In the submodules, I can commit & push changes into their respective remotes with no issues. While using Sourcetree, when staging & committing in Main, for each submodule, I see these changes that can be staged & committed:

-Subproject commit e9e31f9db84eaea701985f3d19427c2c500932cf 
+Subproject commit 55663d49815519c0d23153161c9cbd961c680113

Sourcetree lets me skip staging & committing these when committing something else. Usually if I commit these, and try to merge it to another branch, I get conflicts.

What are these changes ? Should I be committing them instead of skipping ? How should I be managing them ?


Solution

  • This:

    -Subproject commit e9e31f9db84eaea701985f3d19427c2c500932cf 
    +Subproject commit 55663d49815519c0d23153161c9cbd961c680113
    

    is how—well, one way (out of multiple ways)—Git displays a git diff of two particular gitlinks.

    A gitlink is an entity that Git stores in its index, and therefore also in each commit you make that has one or more of these in the index. Such an entity provides the commit hash ID for a submodule.

    A submodule consists, in essence, of two parts:

    • First, there is one of these gitlink entities. That gitlink has a path within some commit in repository, and we call this repository—the one that contains the commit that contains the gitlink—a superproject. The path is, e.g., path/to/submodule or some-submodule or whatever: just like any normal Git file name path, complete with forward slashes. Associated with that path is a hash ID: e.g., e9e31f...2cf, or 55663d...113.
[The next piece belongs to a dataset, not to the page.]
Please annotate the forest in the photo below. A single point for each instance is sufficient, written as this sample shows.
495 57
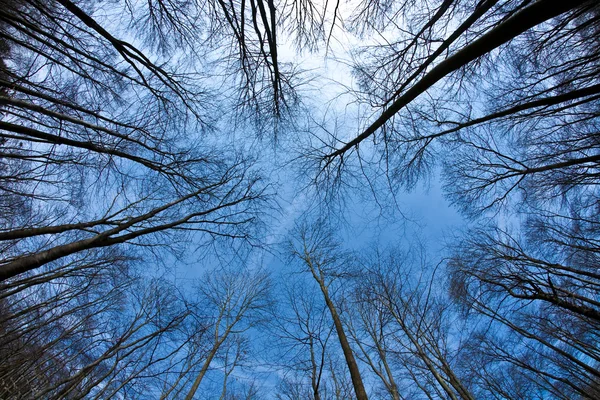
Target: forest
300 199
    • Second, in the same commit in the superproject, there should be a file named .gitmodules. This file contains the instructions that Git will need in order to run git clone to obtain a clone that—if all goes well—will contain the commit with the hash ID 55663d49815519c0d23153161c9cbd961c680113 for instance.

    When you make any commit in the superproject, that commit in the superproject contains the gitlink(s) for the submodule(s). Committing in the superproject creates a new commit: that new commit contains all the files that are in the superproject Git's index, including this gitlink or these gitlinks. And that's really all there is.

    For those gitlinks to work, the submodule—a separate Git repository—needs to have that commit in it. If you've run git add in the superproject, the superproject's gitlink now holds the hash ID that is the HEAD commit in the checked-out submodule commit, so that hash ID does in fact exist in your clone of the submodule at this point. All you need to do is make sure that that submodule commit is copied back to every other clone of that submodule that might need it.

    In other words, the usual work-flow goes like this:

    1. Check out the desired commit in the superproject.
    2. Run git submodule update (perhaps with --init and/or --recursive if desired). The submodule is now cloned and has a commit checked out as a detached HEAD, if all went well.
    3. Enter the submodule if necessary and:
      1. check out any specific commit, perhaps by branch name, if desired/appropriate/necessary;
      2. do any work desired/appropriate/necessary;
      3. commit this work so that there is a commit in the submodule;
      4. return to the superproject and run git add on the submodule path to record a new gitlink in the superproject's index.
    4. Do any other work required in the superproject.

    Unfortunately, the "outer level" steps 3 and 4, to be done in the superproject, sometimes necessitate multiple inner steps 1-2-3 in the submodule. As a result we often want to skip step 3.4 until step 4 is completed. This makes things pretty tricky.

    You'll see that kind of git diff output (with "subproject commit" numbers shown) in multiple different circumstances, so if you want clarification on any one particular circumstance, you must be very explicit about how you got to that point.

    Once all the commits exist (in both submodule and superproject) it is generally necessary to transmit those commits to other clones. You can achieve this with git push, sometimes, or with git fetch from the other clones, sometimes, or perhaps a combination of several pushes and/or fetches. Remember that there are at least two repositories on your own computer—the superproject and the submodule—and those two repositories correspond to two repositories somewhere else, so you'll probably need to run git push twice at a minimum.

    (Modern Git has git push --recursive to handle this semi-automatically, but there are various rough edges.)